Continued from:

Bozkır insanının hayvanlar ile yakın ilişkisinden dolayı bozkır sanatı, kemer tokaları, kılıç,
hançer kabzası, at koşumları ve diğer süs eşyaları üstüne işlenmiş, pars, kaplan, kuş, geyik, at,
koyun vb. hayvanların birbirleri ile mücadelelerini tasvir eden “hayvan üslubu” ürünlerden
oluşmuştur. Türkler altın ve gümüş işlemeciliği konusunda da oldukça yüksek noktalara
ulaşmışlardır. Özellikle hükümdar otağına, tahtına ve özel eşyasına yapılan nakış ve işlemeler
başta yabancı misafirler, temsilciler olmak üzere herkesin dikkatini çekmiştir.

Ayrıca hakan mezarları da (Kültigin ve Bilge Kağan gibi) anıt mezar şeklinde hazırlanmıştır.
Duvarlarına hakanların savaşları ile ilgili figürler ve resimler yapılmıştır. Mezar etrafına da
öldükten sonra hakana hizmet edeceğine inanılan çok kaba heykeller (balbal) yapılmıştır. Öte
yandan bozkır Türklerinin renkli taş ve gümüş kakmacılık, kuyumculuk, gergef işlemeciliği
gibi sanatları icra ettiği bilinmektedir.

Türk Halkının sagu, türkü olarak ya da mısra mısra dile getirdiği şiirleri de eskiden beri var
olagelmiştir. Atilla tarafından Bizans elçilerine verilen yemekte Hun müzisyenleri eşliğinde
Hun Türküleri icra edilmiştir.

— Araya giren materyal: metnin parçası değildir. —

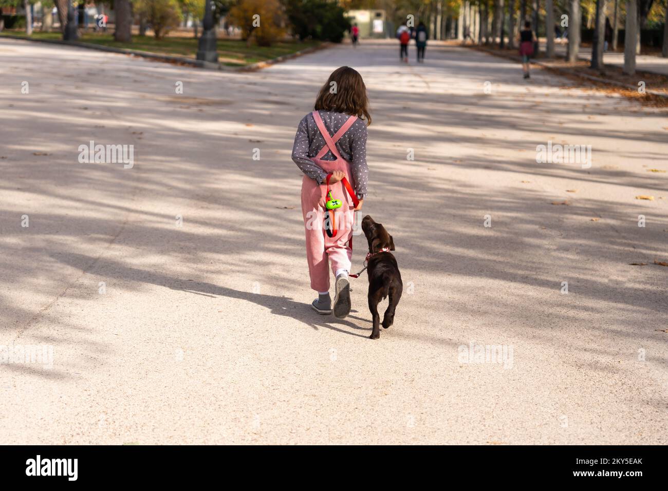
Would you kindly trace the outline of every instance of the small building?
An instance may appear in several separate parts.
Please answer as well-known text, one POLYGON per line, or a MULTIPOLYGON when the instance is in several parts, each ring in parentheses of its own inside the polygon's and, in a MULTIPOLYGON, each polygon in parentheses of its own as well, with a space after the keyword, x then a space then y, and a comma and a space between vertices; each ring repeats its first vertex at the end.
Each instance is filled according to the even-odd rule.
POLYGON ((387 15, 384 10, 349 10, 345 16, 357 24, 360 37, 389 37, 387 15))

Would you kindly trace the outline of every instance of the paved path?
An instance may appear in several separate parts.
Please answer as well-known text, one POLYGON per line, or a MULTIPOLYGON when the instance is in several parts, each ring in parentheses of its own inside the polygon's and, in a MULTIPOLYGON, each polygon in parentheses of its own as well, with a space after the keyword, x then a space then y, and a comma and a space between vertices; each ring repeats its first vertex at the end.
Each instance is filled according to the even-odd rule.
MULTIPOLYGON (((554 45, 554 52, 557 56, 566 56, 567 43, 554 45)), ((541 43, 540 49, 545 49, 544 45, 541 43)), ((579 57, 581 59, 591 59, 591 48, 584 46, 580 48, 579 57)), ((603 62, 606 65, 617 67, 624 67, 623 51, 606 51, 603 53, 603 62)), ((635 57, 635 69, 639 71, 649 71, 651 73, 660 73, 668 75, 668 58, 650 55, 637 55, 635 57)))
POLYGON ((0 441, 668 443, 665 113, 396 48, 228 74, 0 40, 0 344, 53 347, 51 369, 0 366, 0 441), (343 64, 406 289, 379 341, 365 279, 345 321, 308 308, 290 152, 343 64), (91 140, 134 166, 79 163, 91 140), (536 164, 548 140, 591 144, 591 168, 536 164), (470 343, 505 367, 462 363, 470 343))

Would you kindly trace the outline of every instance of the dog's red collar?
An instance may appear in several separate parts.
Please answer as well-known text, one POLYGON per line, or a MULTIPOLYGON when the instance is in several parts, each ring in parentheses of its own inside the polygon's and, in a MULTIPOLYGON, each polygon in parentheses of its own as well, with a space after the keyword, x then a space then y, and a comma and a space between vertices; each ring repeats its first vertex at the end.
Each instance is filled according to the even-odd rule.
POLYGON ((365 263, 368 263, 369 260, 371 258, 373 257, 377 254, 380 254, 381 253, 389 253, 389 247, 383 247, 380 251, 379 251, 377 253, 367 253, 367 257, 365 258, 364 258, 364 262, 365 263))
POLYGON ((364 258, 364 267, 362 268, 362 271, 356 275, 349 275, 348 276, 349 276, 351 278, 358 277, 360 275, 361 275, 364 272, 364 270, 367 269, 367 265, 368 264, 369 259, 371 259, 377 254, 380 254, 381 253, 389 253, 389 247, 383 247, 377 253, 367 253, 367 257, 364 258))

Sagular da edebiyatımızın lirik yönünü göz önüne serer.

Atilla’nın ölümü üzerine Hun kopuzcuları tarafından okunan mersiye Lâtinceye çevrilmiştir.

Ayrıca, Asya Hunlarına ait IV. yy.dan kalma iki mısralık Türkçe bir manzume bulunmuştur.

Ama kendi kitabesini yazan vezir Tonyukuk, Orhun Kitabelerini yazan Yollıg Tegin ve
bilinen ilk Uygur Şairi Aprınçar Tegin isimleri bilinen başlıca edebiyat üstadlarıdır. 45
Eski Türk hayatında müziğin ayrı bir yeri vardır. Atilla’nın müzikli ziyafetler verdiği çeşitli
kitaplarda anlatılmıştır. Sefer dönüşü Atilla’yı yolda şarkılarıyla karşılayan Hun kızları ve
Attila’nın Burgonal Kralına gönderdiği Hun orkestrası bu konudaki ilk örneklerdendir. Çin
kaynakları Hunlara ait 28 halk türküsünden bahseder. Ayrıca Çin’e de yayılan bir takım
nefesli ve vurmalı sazların kaynağı Türklerdir. Türklerde askeri mızıka da yaygındır. Davul
başta olmak üzere çeşitli borular ve diğer nefesli çalgılar vardır. Ordugahlarda her gün dokuz
parçanın bando eşliğinde söylenmesi hâkimiyet alametlerindendir. Müzik aletleri arasıda
kopuz, bozkır kültüründe çok önemli bir yere sahip olan bir sazdır. Acı tatlı tüm olaylar kopuz
ile seslendirilir. Türklere ait başka bir saz ise Macaristan’da rastlanan Avar çifte kavalıdır.
İslâmiyet’in kabulünden sonra İslâmi etkiye sahip tasavvuf musikisi Türkler arasında
yayılmıştır. Selçuklu ve Osmanlı sarayında en yüksek derecesine ulaşmıştır. Saraylarda belirli
zamanlarda tasavvuf musikisi dersleri verilmekte, padişah huzurunda sazlar eşliğinde
tasavvufi eserlerin icrası âdet haline gelmiştir.

Dip Notlar:

45 Abdülkadir Karahan, Türk Kültürü ve Edebiyatı, M.E.B. Yay., İstanbul 1998, s. 116.